The introduction of buy-back tax in Finance Bill 2013 puts to rest the controversy on whether the buy-back structure is essentially for avoiding tax. The Budget proposal (which in a way affirms the latest AAR ruling) tries to plug the tax arbitrage on distribution of profits as capital gains versus dividend. Also the way, in which this amendment is introduced in the IT Act, it will take away the alternate legal argument of claiming “holding –subsidiary exemption” which is available u/s 47 of the Income Tax Act. A transfer of assets by a 100% Indian subsidiary to its parent company enjoys capital gains exemption under the domestic law (without resorting to treaty). Thus, a view could be taken that a share buy-back between holding –subsidiary companies is covered by the exemption.

The buy-back tax [introduced under a new Chapter XII-DA under Income Tax Act] is applicable on the “distributed income” by an unlisted company which means ‘the consideration paid by the company on buy-back of shares as reduced by the amount which was received by the company for issue of such shares’. The Budget proposals [new section 115QA] state that the tax on the distributed income by the company shall be treated as final payment of tax and no further credit shall be claimed by the company or by the shareholder. The shareholder is exempt from tax on income from buy-back and the company is not entitled to claim tax paid as a deduction. The tax is payable within 14 days from the date of payment of consideration to the shareholder.
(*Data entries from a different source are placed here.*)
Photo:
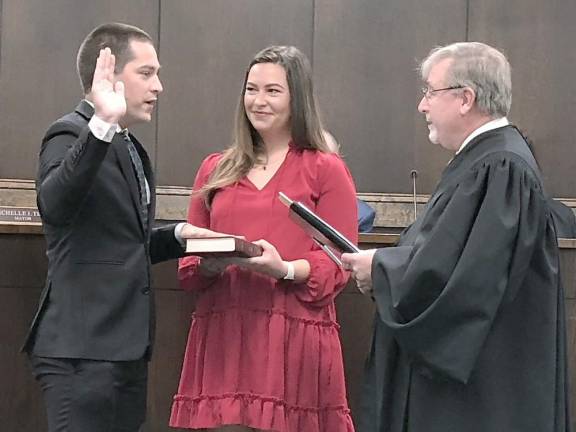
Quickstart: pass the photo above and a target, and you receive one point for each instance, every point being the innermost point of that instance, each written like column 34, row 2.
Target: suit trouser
column 92, row 396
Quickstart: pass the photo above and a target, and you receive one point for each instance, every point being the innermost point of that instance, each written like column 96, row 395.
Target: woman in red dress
column 263, row 352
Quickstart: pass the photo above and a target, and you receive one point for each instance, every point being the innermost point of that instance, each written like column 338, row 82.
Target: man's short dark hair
column 117, row 37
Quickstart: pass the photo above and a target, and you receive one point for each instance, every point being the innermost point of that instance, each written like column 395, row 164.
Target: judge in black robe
column 469, row 334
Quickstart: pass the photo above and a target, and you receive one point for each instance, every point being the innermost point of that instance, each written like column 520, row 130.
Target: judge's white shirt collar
column 493, row 124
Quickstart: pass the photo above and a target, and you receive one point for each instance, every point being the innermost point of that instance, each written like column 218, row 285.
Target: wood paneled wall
column 364, row 54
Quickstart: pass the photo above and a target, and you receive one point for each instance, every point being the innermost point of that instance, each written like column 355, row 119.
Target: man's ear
column 468, row 100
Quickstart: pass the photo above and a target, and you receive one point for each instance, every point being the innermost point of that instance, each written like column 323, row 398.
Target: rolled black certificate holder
column 321, row 231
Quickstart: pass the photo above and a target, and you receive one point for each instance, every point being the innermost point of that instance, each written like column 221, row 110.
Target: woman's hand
column 215, row 266
column 269, row 263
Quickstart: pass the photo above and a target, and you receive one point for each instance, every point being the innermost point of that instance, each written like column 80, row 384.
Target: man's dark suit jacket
column 97, row 303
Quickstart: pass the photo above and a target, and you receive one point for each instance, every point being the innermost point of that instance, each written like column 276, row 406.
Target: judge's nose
column 423, row 105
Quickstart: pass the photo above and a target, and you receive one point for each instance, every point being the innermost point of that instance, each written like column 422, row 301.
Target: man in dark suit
column 90, row 341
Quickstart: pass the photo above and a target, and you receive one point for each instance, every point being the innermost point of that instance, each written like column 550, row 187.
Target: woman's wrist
column 290, row 271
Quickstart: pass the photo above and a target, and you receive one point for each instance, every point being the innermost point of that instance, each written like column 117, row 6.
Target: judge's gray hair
column 480, row 67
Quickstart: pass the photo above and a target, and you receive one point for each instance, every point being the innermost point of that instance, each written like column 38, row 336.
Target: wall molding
column 393, row 211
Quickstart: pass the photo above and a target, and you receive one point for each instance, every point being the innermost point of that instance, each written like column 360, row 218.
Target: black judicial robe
column 470, row 330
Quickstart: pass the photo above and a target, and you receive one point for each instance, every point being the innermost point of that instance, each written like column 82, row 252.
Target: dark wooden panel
column 21, row 407
column 205, row 48
column 537, row 38
column 39, row 82
column 364, row 66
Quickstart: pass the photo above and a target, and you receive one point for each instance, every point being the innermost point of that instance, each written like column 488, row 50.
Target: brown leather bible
column 222, row 247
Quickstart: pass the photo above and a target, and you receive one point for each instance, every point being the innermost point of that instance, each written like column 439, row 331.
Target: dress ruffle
column 251, row 410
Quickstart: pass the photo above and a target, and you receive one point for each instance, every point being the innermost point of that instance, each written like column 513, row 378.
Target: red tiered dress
column 261, row 352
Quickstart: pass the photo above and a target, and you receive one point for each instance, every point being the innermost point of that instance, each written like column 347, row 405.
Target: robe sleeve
column 440, row 295
column 198, row 215
column 337, row 205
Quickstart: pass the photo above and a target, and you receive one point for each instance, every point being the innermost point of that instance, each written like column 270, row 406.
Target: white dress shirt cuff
column 178, row 233
column 102, row 130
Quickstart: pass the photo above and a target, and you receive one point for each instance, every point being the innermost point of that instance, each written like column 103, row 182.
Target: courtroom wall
column 364, row 54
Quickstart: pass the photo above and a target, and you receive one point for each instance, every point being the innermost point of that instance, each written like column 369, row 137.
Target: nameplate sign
column 19, row 215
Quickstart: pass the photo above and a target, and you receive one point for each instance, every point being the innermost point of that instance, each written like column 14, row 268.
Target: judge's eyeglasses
column 429, row 92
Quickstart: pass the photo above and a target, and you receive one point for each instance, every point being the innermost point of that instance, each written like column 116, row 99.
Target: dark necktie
column 141, row 177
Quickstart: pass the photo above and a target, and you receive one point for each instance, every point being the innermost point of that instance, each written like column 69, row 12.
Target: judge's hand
column 106, row 93
column 360, row 264
column 269, row 263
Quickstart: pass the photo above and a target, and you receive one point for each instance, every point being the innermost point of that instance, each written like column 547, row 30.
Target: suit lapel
column 119, row 146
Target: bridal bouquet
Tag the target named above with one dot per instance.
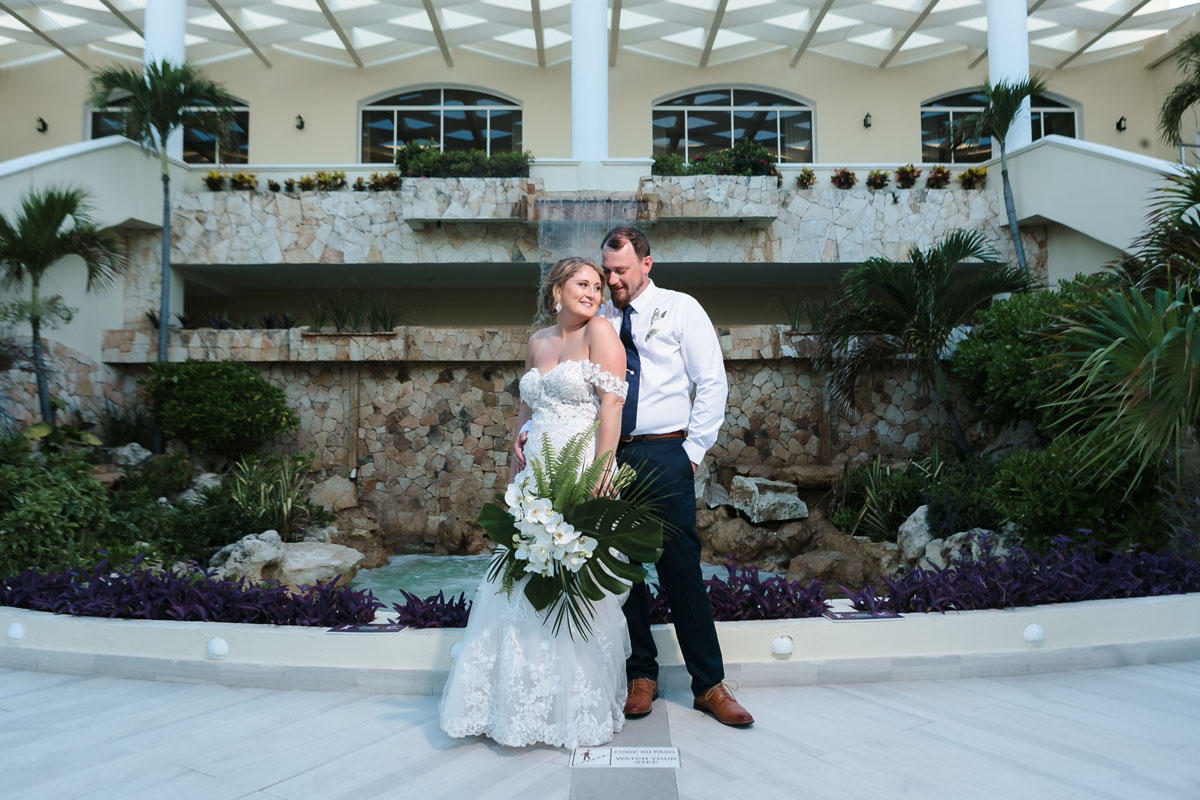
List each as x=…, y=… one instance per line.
x=569, y=542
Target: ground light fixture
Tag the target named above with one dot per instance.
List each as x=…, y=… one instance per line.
x=217, y=648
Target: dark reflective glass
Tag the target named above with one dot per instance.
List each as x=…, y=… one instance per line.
x=707, y=97
x=754, y=97
x=235, y=148
x=963, y=98
x=1042, y=101
x=796, y=137
x=415, y=97
x=759, y=127
x=935, y=137
x=469, y=97
x=106, y=124
x=707, y=132
x=378, y=137
x=505, y=131
x=1061, y=122
x=465, y=131
x=667, y=132
x=967, y=150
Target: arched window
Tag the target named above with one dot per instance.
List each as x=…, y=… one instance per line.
x=714, y=119
x=199, y=148
x=450, y=119
x=942, y=118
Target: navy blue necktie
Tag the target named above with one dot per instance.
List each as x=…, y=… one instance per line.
x=634, y=367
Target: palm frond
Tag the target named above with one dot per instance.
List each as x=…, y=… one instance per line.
x=1185, y=95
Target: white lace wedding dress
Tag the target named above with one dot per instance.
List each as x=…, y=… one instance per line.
x=514, y=679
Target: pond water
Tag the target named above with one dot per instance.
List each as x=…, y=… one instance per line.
x=427, y=575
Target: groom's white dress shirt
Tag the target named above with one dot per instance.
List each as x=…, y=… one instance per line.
x=678, y=349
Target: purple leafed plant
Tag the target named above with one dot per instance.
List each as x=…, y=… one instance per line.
x=135, y=591
x=745, y=595
x=1068, y=572
x=432, y=612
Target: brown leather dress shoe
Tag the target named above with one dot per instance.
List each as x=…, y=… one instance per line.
x=719, y=702
x=642, y=693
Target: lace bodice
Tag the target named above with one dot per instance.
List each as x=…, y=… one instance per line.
x=565, y=400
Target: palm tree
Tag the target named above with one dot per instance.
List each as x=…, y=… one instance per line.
x=156, y=103
x=52, y=224
x=892, y=310
x=1185, y=95
x=1002, y=103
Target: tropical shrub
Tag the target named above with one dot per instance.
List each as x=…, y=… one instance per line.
x=906, y=176
x=1067, y=572
x=1008, y=364
x=959, y=498
x=973, y=178
x=1047, y=494
x=843, y=178
x=51, y=511
x=873, y=499
x=939, y=178
x=270, y=491
x=221, y=407
x=877, y=179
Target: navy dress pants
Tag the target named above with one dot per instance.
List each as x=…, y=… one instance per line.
x=678, y=570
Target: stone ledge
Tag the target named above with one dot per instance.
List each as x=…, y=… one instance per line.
x=405, y=343
x=918, y=647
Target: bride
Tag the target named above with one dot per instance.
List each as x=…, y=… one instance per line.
x=514, y=679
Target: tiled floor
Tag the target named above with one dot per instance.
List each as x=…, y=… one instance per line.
x=1121, y=733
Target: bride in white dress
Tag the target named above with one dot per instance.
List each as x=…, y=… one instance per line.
x=515, y=679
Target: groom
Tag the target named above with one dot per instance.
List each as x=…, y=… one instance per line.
x=670, y=347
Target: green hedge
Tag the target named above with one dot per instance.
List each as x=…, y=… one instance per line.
x=217, y=405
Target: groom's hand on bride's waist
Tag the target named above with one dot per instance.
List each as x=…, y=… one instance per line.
x=519, y=450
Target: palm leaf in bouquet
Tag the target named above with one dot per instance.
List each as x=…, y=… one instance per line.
x=569, y=545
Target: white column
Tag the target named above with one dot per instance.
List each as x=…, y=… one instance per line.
x=589, y=80
x=165, y=25
x=1008, y=59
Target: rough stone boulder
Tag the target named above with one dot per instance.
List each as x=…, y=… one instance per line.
x=131, y=455
x=810, y=476
x=765, y=500
x=749, y=545
x=837, y=558
x=336, y=493
x=1023, y=435
x=915, y=535
x=305, y=564
x=251, y=557
x=359, y=529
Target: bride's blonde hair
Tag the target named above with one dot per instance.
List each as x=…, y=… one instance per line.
x=556, y=278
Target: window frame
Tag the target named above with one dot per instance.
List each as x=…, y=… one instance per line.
x=239, y=107
x=1066, y=106
x=796, y=103
x=372, y=104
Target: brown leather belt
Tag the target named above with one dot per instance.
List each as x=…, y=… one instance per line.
x=648, y=437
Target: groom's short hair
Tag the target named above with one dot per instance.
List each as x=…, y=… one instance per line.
x=617, y=238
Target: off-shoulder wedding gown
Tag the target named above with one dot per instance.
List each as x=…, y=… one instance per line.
x=514, y=679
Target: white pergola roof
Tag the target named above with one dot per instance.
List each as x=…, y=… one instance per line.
x=702, y=32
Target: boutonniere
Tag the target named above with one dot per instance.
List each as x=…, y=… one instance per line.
x=654, y=317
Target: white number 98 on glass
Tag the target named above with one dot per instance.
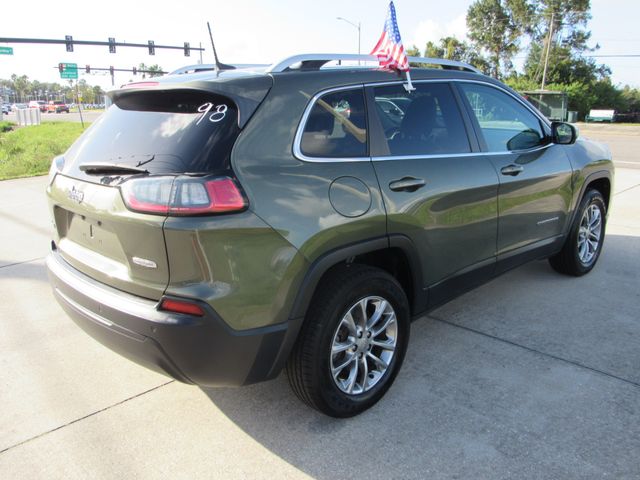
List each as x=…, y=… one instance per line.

Like DDT, there will be a question mark regarding the availability of credit in the hands of the shareholder on the buy-back tax paid by Indian company. Treaties normally allow tax credit (subject to domestic law provisions in home country) on the tax levied on the income recipient in source country (eg: India). In the case of a buy-back, the tax will be levied on the Indian company and the shareholder would be fully exempt. Thus, absent tax credit, buy-back tax (like DDT) would be a cost at the Group level for MNCs.

For domestic shareholders of unlisted companies, the proposed amendment would be neutral as the share buy-back is any way taxable @ 20% (as long term capital gain). These provisions (once enacted) would be applicable from June 1st, 2013, thus providing a window of next 3 months!

Tax on share-buy-back coupled with increase in tax rates for royalty/FTS clearly suggests FM’s intention to tax MNCs on profits from Indian activities and clamp down on legally permissible tax planning devices.